The team plans to alternate the menu each season. As for what’s up first, the James Beard Award semifinalist chef says, “We’re going to do an interesting take on arancini, the Italian-style risotto croqueta, but with Latin American flavors.”

Dishes will be served family-style and include offerings such as queso frito, an anticucho, and larger plates such as paella, pork shanks, and plenty of fish options.

“The food and the cocktails are going to very much play off each other because it’ll be a lot of the same ingredients,” Rapicavoli adds. “I know what’s in the bar, they know what’s in the kitchen, and that’s going to allow us to work together and create things that don’t normally happen.”
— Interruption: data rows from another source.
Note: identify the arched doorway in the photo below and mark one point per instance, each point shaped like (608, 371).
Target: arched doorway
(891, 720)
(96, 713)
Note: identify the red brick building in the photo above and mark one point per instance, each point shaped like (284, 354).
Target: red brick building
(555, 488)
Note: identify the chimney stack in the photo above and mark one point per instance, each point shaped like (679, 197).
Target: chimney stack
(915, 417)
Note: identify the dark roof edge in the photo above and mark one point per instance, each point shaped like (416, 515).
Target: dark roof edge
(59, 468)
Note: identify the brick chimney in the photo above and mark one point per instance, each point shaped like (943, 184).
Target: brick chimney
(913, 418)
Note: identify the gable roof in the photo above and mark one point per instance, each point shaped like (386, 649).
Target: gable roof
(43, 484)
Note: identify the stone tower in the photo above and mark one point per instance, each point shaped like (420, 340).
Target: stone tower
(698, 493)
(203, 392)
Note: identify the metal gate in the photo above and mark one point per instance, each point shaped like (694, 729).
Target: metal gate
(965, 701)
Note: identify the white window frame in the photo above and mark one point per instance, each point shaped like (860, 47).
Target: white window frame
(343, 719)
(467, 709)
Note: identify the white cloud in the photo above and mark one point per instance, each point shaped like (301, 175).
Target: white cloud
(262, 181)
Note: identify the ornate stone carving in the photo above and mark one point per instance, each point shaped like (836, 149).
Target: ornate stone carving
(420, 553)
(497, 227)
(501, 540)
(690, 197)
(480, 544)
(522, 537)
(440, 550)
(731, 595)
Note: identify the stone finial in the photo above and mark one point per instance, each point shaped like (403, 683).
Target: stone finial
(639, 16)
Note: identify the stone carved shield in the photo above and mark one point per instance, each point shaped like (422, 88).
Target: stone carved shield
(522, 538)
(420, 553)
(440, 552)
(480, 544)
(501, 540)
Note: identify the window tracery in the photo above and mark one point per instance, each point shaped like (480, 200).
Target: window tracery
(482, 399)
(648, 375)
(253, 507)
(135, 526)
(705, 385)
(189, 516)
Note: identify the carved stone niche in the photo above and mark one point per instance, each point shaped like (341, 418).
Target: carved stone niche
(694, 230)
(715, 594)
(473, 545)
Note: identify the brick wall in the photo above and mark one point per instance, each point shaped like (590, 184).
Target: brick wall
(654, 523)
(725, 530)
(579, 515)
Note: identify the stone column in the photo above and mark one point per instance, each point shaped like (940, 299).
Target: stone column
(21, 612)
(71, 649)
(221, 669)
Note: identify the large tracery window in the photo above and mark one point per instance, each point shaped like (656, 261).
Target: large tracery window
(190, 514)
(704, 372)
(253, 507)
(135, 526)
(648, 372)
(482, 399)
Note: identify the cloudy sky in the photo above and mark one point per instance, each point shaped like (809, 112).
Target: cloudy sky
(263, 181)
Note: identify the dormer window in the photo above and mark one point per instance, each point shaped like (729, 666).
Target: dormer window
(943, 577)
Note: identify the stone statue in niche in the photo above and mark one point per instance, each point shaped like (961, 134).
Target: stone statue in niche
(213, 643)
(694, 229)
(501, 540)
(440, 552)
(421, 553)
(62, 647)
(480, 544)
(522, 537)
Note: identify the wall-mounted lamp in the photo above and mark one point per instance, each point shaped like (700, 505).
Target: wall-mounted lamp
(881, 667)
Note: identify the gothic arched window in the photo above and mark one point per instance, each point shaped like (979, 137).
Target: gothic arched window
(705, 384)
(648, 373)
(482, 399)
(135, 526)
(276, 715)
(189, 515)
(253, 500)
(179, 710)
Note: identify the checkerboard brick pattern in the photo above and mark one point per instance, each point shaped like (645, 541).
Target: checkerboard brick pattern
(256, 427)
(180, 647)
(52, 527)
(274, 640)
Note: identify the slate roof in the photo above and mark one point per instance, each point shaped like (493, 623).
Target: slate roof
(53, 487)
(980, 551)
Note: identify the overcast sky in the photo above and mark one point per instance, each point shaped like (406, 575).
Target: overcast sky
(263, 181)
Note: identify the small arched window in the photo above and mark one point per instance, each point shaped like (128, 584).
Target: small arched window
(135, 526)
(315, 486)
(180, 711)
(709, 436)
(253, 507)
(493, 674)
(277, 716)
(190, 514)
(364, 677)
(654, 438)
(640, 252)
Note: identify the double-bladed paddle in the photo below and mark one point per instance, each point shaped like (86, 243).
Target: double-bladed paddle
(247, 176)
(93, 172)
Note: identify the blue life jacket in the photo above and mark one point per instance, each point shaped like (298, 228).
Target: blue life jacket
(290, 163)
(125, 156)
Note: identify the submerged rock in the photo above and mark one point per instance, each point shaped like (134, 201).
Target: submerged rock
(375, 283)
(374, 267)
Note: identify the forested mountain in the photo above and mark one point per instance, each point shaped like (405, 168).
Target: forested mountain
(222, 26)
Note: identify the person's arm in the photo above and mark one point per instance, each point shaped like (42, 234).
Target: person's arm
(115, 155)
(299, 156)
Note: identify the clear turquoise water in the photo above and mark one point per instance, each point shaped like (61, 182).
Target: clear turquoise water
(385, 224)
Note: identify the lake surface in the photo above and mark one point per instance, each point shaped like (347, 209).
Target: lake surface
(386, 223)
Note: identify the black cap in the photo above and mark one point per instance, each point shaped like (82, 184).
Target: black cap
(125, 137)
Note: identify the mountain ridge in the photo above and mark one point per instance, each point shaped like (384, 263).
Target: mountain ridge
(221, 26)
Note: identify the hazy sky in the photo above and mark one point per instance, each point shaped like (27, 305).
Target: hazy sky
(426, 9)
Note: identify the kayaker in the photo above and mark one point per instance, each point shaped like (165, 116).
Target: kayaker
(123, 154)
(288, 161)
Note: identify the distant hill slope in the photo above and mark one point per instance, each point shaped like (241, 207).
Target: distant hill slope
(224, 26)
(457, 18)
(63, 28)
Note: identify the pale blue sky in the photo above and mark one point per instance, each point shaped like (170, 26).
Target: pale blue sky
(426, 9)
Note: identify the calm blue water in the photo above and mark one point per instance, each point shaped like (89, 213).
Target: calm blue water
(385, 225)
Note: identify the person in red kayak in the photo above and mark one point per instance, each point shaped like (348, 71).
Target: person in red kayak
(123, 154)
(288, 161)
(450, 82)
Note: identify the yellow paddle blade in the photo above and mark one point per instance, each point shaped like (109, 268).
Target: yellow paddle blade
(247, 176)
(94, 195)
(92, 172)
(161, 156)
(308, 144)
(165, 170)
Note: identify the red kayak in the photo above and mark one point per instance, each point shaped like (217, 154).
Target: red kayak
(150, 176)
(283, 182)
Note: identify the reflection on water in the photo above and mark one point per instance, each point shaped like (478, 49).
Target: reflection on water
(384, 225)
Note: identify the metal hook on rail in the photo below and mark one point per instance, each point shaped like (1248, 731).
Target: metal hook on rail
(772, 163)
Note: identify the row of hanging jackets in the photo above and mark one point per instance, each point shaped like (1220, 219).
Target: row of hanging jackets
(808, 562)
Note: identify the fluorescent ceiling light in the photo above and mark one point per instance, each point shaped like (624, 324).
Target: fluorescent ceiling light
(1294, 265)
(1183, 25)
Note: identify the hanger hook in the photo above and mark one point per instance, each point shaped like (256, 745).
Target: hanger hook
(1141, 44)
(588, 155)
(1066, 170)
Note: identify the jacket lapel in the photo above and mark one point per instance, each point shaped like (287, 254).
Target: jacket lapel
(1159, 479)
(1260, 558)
Spanglish is also working on a brunch menu that will include exclusive brunch-inspired cocktails.

Also in development ahead of the planned early-August opening is an augmented-reality app that guests can download onto their phones and use to play with their food and drinks. The app will offer a custom cocktail experience, unique filters, and the ability to unlock secret menu items.

“Experience is a big factor for us,” Ortega says, “and these days, we know that the cell phone is almost like an extension of our hand. Guests will already be taking pictures of their food, so this app is one way of enhancing their experience at Spanglish.”

Spanglish Craft Cocktail Bar + Kitchen. 2808 N. Miami Ave., Miami; barspanglish.com. Opening August 2019.